BLack†NOBLE


『私たちは、いつでもお二人のお帰りをお待ちしております』


 レイジの両手が俺の手を掴み、二回大きく振る。


『ああ、待ってくれ』


 なかなか手を離さないレイジを引き離なした。


『ファミリーはアナタたちを必ず守ります。いつでもみていますよ』

『嬉しくないよ、じゃあな』



 荷物を預けて出国手続きを済ませていると、彼女は空港に軒を連ねている煌びやかなショップの方へフラフラと歩いていく。

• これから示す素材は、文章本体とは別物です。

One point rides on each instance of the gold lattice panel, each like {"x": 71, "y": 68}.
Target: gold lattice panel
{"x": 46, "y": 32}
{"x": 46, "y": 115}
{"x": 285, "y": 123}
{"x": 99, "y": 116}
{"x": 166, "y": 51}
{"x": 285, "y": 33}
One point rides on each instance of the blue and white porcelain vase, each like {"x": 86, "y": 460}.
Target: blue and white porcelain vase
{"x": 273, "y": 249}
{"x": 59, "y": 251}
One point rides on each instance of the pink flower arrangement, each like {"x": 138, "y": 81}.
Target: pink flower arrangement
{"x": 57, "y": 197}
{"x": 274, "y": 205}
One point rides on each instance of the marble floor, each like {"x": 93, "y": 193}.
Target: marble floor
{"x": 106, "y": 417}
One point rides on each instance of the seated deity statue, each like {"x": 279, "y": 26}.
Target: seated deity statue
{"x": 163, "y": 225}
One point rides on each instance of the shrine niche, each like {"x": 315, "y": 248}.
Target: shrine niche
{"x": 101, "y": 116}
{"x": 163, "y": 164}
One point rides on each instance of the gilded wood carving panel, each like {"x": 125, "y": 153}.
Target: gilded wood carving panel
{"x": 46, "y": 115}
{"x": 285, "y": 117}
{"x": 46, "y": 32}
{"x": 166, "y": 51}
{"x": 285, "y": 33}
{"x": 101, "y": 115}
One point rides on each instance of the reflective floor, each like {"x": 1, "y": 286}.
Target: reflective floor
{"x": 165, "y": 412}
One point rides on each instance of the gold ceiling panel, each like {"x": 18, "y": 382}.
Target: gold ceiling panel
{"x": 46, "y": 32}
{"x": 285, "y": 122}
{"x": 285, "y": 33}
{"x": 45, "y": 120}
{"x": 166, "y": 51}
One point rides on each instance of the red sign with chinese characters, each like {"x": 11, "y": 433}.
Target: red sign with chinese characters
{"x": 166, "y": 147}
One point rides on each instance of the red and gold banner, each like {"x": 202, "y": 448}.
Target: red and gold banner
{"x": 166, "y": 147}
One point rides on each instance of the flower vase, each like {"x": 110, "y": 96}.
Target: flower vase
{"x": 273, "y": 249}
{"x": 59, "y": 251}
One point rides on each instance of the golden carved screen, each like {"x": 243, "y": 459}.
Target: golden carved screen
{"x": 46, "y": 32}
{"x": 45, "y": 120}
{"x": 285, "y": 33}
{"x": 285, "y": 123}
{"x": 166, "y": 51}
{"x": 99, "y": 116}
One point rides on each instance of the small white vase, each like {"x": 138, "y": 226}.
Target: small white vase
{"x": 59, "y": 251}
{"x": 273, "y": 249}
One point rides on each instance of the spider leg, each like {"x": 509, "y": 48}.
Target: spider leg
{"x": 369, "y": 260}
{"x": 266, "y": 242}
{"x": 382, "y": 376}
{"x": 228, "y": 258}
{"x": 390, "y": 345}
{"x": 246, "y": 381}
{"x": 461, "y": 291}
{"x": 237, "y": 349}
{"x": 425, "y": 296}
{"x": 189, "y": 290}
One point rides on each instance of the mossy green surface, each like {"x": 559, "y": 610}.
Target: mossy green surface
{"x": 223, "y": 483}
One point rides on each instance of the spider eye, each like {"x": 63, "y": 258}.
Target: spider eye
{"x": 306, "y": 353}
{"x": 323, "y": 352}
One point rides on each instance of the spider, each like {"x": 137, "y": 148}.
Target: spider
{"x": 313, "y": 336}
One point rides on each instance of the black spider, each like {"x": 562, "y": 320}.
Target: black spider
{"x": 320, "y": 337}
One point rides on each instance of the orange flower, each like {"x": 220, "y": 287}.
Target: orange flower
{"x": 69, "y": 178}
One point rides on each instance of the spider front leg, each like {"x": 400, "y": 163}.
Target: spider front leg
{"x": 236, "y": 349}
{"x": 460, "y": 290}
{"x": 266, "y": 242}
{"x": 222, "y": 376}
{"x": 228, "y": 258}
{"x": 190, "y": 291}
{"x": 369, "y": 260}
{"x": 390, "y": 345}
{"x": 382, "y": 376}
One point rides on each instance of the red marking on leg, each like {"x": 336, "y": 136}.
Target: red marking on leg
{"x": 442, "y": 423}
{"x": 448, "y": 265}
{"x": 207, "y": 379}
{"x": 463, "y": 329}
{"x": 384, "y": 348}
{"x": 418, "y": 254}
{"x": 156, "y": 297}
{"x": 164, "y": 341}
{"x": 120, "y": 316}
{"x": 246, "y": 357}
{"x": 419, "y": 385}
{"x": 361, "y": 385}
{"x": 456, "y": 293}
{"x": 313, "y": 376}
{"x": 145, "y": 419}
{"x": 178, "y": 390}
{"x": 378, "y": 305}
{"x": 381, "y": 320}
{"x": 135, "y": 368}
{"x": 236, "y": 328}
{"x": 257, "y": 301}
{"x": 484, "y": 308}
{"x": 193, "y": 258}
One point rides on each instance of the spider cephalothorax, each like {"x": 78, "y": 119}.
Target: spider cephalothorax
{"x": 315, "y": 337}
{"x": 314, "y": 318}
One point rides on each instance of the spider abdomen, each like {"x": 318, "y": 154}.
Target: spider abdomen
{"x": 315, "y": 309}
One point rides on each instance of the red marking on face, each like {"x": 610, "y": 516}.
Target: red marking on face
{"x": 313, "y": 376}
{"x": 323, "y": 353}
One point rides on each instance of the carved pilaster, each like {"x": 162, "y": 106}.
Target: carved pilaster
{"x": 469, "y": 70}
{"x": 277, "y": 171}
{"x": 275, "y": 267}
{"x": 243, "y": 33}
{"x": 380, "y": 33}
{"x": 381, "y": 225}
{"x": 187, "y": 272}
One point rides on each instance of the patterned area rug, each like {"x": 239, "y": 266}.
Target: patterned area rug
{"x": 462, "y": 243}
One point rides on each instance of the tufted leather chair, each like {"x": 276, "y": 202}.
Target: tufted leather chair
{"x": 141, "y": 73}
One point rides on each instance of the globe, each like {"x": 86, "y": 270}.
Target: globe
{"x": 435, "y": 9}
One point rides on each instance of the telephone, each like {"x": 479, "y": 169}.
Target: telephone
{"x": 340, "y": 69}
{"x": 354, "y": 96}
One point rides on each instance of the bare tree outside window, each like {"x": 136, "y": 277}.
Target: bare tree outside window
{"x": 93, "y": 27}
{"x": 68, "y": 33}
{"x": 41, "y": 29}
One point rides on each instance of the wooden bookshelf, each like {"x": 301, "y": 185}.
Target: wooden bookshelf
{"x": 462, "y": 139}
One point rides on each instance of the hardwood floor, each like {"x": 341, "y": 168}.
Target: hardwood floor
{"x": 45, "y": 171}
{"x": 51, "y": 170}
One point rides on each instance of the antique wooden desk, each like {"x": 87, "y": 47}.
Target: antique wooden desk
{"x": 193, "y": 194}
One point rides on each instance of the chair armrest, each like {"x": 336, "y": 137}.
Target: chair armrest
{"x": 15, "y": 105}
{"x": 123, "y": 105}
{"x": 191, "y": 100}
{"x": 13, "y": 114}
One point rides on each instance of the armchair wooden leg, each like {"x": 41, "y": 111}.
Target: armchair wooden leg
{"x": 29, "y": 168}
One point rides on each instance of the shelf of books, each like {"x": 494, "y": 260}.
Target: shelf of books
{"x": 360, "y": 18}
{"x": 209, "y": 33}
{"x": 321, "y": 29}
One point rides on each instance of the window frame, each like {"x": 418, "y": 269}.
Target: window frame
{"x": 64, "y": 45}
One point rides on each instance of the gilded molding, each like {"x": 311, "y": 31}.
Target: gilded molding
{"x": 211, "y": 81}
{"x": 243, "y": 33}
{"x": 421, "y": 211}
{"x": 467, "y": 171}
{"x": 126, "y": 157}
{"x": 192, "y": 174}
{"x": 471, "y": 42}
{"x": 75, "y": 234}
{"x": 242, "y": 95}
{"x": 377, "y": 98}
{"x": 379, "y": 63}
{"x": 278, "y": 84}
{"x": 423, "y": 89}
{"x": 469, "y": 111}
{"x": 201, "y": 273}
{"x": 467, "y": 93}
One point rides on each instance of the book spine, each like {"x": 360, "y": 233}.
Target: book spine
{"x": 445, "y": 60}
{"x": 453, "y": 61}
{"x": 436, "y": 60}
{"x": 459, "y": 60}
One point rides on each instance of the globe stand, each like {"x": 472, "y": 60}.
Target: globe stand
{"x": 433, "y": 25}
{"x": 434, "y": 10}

「いくら限度額のないプラチナカードを旦那様から預かっていても、貴女の散財ぶりは罪だな」



 やれやれ、とため息をついて彼女の後ろに続いた。

 フィレンツェでも持ちきれない程のブランド品やら靴やらで、かなりの量の荷物を空輸する手配をしてあるんだ。


 結婚したら、然りと教育し直さないとな。


「違うの! これ、柏原?」


 彼女が書店に平積みされている、一冊の雑誌を手にとる。 イタリアでもメジャーな芸能スキャンダルを騒ぎたてる雑誌だ。


『アリシア・キース女優引退! 電撃結婚?』


「柏原、何て書いてあるの?」


 表紙には、俺とアリシアが路上で抱き合う写真が掲載されている。

 オマケに、俺の顔が大きく引き伸ばされて表紙を占領していた。



 この写真は、94ページの最悪のワンシーンだ。あの時確かにフラッシュがたかれた気がした。